Mermaid and Chart.js diagrams render client-side via JavaScript
PlantUML, Graphviz, D2, and others are sent to a Kroki server, which returns an SVG image

The SVG is embedded directly in the HTML, ensuring it renders at full vector quality in the PDF.

Stage 3: Layout by a Headless Browser

A real web browser (Chromium, running headlessly without a visible window) loads the HTML page.
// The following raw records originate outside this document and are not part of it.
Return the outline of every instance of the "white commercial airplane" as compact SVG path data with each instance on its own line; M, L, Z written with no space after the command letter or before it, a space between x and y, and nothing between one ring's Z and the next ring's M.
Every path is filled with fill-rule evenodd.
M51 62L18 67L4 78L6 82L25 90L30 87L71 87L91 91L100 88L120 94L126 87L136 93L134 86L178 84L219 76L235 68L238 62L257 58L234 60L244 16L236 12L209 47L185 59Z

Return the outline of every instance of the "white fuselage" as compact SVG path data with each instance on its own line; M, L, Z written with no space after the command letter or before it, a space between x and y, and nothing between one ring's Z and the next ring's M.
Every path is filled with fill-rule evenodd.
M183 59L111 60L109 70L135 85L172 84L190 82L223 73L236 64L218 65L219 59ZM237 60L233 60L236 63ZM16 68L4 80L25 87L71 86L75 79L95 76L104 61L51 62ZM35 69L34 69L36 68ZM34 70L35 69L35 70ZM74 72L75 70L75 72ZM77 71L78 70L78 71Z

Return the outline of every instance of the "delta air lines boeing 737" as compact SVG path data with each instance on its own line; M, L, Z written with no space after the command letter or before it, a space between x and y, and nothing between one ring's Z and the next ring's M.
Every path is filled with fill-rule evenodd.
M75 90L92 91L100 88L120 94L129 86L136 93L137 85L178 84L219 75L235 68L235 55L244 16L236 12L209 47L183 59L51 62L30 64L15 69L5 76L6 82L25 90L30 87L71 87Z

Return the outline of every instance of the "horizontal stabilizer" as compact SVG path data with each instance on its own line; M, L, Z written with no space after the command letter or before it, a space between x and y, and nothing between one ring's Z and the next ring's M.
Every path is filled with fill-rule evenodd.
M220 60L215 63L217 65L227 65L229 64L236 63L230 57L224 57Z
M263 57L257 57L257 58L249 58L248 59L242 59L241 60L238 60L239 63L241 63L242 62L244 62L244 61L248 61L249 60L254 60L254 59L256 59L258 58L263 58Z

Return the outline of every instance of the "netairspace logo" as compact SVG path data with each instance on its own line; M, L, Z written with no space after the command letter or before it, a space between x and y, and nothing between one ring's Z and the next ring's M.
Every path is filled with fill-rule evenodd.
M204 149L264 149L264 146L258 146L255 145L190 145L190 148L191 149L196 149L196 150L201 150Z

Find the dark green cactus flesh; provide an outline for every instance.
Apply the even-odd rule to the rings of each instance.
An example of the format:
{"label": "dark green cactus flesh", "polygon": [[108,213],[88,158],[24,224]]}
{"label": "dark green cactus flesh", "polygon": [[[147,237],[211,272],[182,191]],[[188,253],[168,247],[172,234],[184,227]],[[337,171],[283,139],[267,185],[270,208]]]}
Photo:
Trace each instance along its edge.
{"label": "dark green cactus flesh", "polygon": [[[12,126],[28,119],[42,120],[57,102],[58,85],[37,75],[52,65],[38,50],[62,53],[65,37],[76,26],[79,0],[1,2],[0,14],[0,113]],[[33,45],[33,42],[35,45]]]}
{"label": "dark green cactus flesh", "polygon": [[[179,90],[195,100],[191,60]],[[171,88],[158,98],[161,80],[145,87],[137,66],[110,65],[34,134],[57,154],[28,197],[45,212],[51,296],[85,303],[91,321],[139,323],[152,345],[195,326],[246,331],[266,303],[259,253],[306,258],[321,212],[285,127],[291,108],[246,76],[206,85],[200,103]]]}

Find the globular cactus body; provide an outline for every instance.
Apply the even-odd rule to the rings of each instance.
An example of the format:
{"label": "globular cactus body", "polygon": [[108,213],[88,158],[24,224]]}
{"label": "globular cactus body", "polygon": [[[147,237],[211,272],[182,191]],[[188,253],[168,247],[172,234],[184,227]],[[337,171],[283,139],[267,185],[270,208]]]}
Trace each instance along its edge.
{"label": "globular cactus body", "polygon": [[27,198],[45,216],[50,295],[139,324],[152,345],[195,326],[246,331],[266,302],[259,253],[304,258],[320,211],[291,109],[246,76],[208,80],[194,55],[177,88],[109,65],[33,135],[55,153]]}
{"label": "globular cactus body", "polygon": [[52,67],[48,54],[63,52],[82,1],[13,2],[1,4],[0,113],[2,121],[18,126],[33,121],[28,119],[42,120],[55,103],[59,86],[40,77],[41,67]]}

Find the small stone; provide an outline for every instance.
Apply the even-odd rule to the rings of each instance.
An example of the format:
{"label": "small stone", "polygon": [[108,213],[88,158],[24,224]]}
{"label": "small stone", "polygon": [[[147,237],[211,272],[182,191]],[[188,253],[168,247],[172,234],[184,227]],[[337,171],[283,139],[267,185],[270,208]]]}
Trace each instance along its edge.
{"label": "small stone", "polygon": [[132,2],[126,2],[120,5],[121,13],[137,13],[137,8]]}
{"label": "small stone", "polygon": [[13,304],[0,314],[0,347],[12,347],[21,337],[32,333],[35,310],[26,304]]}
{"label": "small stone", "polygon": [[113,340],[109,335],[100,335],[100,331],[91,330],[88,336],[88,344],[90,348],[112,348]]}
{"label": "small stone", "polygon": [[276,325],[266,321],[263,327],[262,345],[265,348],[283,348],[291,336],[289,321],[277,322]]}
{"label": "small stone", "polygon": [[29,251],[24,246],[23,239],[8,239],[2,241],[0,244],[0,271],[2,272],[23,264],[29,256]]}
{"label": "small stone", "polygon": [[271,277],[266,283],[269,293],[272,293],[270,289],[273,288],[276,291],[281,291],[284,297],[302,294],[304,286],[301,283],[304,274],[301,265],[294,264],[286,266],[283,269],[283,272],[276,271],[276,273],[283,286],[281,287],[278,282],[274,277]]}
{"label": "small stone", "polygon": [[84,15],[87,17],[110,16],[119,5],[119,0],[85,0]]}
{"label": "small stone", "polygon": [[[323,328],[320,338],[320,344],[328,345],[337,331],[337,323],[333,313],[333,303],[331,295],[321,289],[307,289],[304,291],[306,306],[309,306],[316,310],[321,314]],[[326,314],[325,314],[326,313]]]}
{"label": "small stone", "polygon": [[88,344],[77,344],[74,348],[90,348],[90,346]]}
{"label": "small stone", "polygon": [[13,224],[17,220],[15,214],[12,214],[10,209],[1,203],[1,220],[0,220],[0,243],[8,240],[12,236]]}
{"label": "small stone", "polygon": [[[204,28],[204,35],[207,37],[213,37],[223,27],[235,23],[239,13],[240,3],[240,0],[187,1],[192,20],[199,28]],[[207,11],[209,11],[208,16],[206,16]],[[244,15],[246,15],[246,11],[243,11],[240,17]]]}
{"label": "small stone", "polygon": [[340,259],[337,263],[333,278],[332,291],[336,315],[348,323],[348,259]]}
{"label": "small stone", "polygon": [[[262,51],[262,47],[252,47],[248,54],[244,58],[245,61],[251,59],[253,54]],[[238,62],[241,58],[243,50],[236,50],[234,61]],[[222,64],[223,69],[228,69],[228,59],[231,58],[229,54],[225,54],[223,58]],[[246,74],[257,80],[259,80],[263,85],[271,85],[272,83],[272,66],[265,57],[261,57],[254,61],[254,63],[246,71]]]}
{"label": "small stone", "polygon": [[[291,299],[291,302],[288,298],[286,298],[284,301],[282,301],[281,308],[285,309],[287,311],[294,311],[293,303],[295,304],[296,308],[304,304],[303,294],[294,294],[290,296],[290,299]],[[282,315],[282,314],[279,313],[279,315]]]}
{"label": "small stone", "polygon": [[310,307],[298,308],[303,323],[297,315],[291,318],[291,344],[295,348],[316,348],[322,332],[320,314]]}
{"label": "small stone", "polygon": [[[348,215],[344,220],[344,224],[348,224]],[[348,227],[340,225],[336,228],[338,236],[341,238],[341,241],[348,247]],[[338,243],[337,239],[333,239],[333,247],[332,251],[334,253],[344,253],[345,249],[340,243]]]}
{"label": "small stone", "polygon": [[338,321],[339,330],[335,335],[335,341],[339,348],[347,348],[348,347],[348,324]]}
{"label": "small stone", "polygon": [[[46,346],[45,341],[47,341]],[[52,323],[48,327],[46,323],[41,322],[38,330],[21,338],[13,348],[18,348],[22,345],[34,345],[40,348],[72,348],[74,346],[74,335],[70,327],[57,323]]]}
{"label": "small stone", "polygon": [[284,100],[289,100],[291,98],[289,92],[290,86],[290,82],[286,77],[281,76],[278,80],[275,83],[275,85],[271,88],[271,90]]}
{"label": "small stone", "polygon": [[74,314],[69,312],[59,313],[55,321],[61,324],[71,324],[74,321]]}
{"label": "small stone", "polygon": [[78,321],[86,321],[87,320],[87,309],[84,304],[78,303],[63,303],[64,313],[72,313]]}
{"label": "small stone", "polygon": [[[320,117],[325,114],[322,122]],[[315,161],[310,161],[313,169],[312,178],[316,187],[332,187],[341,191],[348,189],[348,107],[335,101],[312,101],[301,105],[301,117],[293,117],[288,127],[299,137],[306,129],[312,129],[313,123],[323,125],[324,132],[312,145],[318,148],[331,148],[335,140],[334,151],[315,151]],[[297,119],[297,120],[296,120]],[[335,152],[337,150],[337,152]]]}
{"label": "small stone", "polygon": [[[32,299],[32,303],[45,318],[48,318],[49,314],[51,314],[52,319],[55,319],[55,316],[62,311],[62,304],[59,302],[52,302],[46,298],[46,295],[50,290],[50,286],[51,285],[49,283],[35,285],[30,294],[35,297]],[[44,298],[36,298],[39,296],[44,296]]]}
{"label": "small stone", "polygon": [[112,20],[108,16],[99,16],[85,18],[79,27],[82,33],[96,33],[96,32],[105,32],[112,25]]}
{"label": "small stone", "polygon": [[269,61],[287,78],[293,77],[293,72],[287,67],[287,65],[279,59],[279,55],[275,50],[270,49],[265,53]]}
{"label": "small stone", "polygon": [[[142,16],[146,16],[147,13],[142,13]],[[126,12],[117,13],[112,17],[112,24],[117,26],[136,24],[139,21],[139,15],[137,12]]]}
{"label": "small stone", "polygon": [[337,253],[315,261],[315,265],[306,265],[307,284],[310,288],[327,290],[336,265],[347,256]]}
This is the same layout engine that powers the website preview — meaning the PDF will always match the preview pixel-for-pixel.

Why a real browser instead of a dedicated PDF library?

Perfect HTML/CSS support — every CSS property, flexbox layout, and CSS grid works exactly as in a browser
JavaScript execution — client-side diagram libraries (Mermaid, Chart.js) execute and render their output before the page is captured
Accurate font rendering — web fonts load and render identically to what you see on screen

The browser is instructed to render the page at a specific viewport width (matching the PDF page width), load all external assets, wait for JavaScript to complete, and then capture the layout.

Stage 4: Printing to PDF

Once the page is fully laid out, the browser’s print engine generates the PDF. This is functionally identical to pressing Ctrl+P in Chrome and choosing “Save as PDF” — but automated and reproducible.

The print engine handles:

Page breaking — CSS page-break-before, page-break-after, and break-inside properties are respected
Page size — A4, Letter, or custom dimensions
Margins — configurable via CSS @page rules
Headers and footers — injected via browser print settings or CSS

Fonts in PDF

Fonts embedded in the PDF are either:

System fonts — resolved at render time from the server’s installed fonts
Web fonts — downloaded from Google Fonts or a CDN during rendering

The browser downloads and embeds the font data in the PDF file, so the PDF displays correctly even on devices without the font installed.

Why PDF Generation Takes Time

Several steps in the pipeline are inherently slow:

Step	Why it takes time
External diagram rendering	Network round-trip to Kroki server
Web font loading	HTTP download
Mermaid rendering	JavaScript execution
Browser startup	Cold-start of headless Chromium
PDF compression	Large documents take longer to compress

For long documents with many diagrams, generation can take 10–30 seconds. The progress indicator shows your position in the queue and the current stage.

The Difference Between HTML Preview and PDF

The HTML preview and the PDF use the same HTML source, but with two differences:

CSS media queries: The PDF render uses @media print styles, which can override screen styles (e.g., hiding navigation, adjusting margins).
Page dimensions: The PDF is rendered at a fixed page width, while the HTML preview fills the available browser viewport.

This is why it’s always worth checking the PDF output even if the preview looks perfect.